Comment les habitants de Baringo changent le discours
Dans une histoire connexe, TUKO.co.ke précédemment rapporté que les agriculteurs d’une zone autrefois aride de la circonscription de Baringo Nord, dans la région du Rift Nord au Kenya, étaient en train de déclencher une révolution silencieuse pour leur progrès global après avoir transformé des terres autrefois stériles en terres productives.
De nombreuses parties du Baringo Nord, le long de la ceinture de la vallée de Kerio, sont arides et semi-arides, caractérisées par des terres sèches et rocheuses qui ne peuvent soutenir des activités agricoles significatives.
Pendant des décennies, cela a contribué à l’insécurité alimentaire et à des conflits perpétuels autour de l’eau, une denrée rare dans cette région.
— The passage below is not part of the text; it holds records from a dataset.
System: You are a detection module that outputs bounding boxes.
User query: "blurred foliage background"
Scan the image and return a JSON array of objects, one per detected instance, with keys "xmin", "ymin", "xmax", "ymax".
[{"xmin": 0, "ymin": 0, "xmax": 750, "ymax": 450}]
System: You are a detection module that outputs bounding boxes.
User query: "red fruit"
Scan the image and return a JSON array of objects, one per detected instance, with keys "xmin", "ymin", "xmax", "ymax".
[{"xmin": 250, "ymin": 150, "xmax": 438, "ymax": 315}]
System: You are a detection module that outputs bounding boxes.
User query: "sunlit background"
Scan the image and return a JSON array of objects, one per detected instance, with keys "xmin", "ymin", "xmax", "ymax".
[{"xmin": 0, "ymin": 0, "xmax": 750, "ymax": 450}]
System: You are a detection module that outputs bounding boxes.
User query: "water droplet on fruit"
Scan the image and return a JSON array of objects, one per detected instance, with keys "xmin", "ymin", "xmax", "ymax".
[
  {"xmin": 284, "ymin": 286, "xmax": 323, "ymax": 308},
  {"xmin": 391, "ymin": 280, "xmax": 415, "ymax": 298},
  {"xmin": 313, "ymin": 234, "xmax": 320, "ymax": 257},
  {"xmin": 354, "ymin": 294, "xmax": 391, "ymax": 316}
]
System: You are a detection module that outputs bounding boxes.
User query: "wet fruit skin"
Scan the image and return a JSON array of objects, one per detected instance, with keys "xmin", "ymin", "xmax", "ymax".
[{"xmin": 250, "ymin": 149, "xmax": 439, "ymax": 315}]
Ainsi, pendant très longtemps, les habitants de cette région ont été contraints de parcourir plusieurs kilomètres à la recherche d’eau, dans un contexte climatique rigoureux qui rendait la région habitable.
Cependant, une initiative de conservation de l’environnement lancée il y a 30 ans par des membres de la communauté Kapkirwok pourrait bientôt changer le récit de cette région.